Lo staff di gravidanza amore ed emozione,tiene a precisare che questi fenomeni non si presentano automaticamente in tutti i bambini di madri fumatrici, ma alla luce dei fatti medico scientifici attuali,vi preghiamo di considerare con coscienza la situazione.

Parliamo anche degli alcolici in gravidanza è importante smettere di bere alcol già durante il periodo in cui si programma una gravidanza per poter proteggere il vostro bambino. Questo perché gli organi vitali, quali cuore, cervello e scheletro si formano durante i primi 10-15 giorni dopo il concepimento. Di conseguenza, il più delle volte avviene precedentemente alla data in cui si scopre di essere in dolce attesa. L’alcol attraversa la placenta e arriva direttamente al feto ad una concentrazione praticamente equivalente a quella assunta dalla madre.

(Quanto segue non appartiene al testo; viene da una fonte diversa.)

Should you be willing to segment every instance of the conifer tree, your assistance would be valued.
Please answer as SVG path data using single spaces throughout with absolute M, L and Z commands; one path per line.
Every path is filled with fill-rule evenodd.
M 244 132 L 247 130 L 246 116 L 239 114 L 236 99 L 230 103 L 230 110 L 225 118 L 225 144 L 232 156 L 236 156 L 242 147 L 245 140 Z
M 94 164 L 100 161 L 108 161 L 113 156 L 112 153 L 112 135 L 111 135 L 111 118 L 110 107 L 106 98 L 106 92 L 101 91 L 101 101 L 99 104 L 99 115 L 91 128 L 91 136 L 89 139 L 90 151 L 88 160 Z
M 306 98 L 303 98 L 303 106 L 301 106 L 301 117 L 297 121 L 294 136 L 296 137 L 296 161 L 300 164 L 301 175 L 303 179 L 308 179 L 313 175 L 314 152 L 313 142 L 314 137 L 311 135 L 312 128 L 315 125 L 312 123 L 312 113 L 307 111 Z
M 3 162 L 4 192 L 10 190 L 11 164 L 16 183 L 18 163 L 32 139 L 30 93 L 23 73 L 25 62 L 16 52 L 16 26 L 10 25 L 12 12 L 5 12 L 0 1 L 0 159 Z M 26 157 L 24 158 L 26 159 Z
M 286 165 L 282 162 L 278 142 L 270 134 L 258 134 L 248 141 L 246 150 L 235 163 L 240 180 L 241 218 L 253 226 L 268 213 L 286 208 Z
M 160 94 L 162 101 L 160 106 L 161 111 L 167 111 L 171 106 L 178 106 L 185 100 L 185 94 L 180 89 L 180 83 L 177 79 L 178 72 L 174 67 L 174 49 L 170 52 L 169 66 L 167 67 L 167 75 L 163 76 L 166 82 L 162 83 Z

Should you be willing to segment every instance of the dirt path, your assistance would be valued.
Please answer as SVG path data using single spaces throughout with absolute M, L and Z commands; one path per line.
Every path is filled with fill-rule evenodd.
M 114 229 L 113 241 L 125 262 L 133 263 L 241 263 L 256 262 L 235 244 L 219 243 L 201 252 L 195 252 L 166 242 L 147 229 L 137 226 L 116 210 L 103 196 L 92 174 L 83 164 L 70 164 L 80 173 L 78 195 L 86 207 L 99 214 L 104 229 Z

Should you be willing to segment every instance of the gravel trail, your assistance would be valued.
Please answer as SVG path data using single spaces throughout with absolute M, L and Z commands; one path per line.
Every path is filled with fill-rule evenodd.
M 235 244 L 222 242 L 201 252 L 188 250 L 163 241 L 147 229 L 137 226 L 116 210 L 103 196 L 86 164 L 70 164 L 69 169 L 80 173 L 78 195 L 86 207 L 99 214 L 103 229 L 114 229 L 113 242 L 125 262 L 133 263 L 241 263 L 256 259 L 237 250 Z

Nell’adulto l’alcol viene metabolizzato dal fegato, che nel bambino non è ancora sufficientemente sviluppato, perciò subisce effetti dannosi a livello cerebrale e interferisce sui normali processi di sviluppo fisico (provocando malformazioni) ed intellettivo (generando forme ritardo mentale).

I primi 3 mesi di gravidanza, insieme all’ultimo trimestre, sono quelli più delicati e quelli in cui l’alcol determina i danni peggiori per la gestante e il suo amorino.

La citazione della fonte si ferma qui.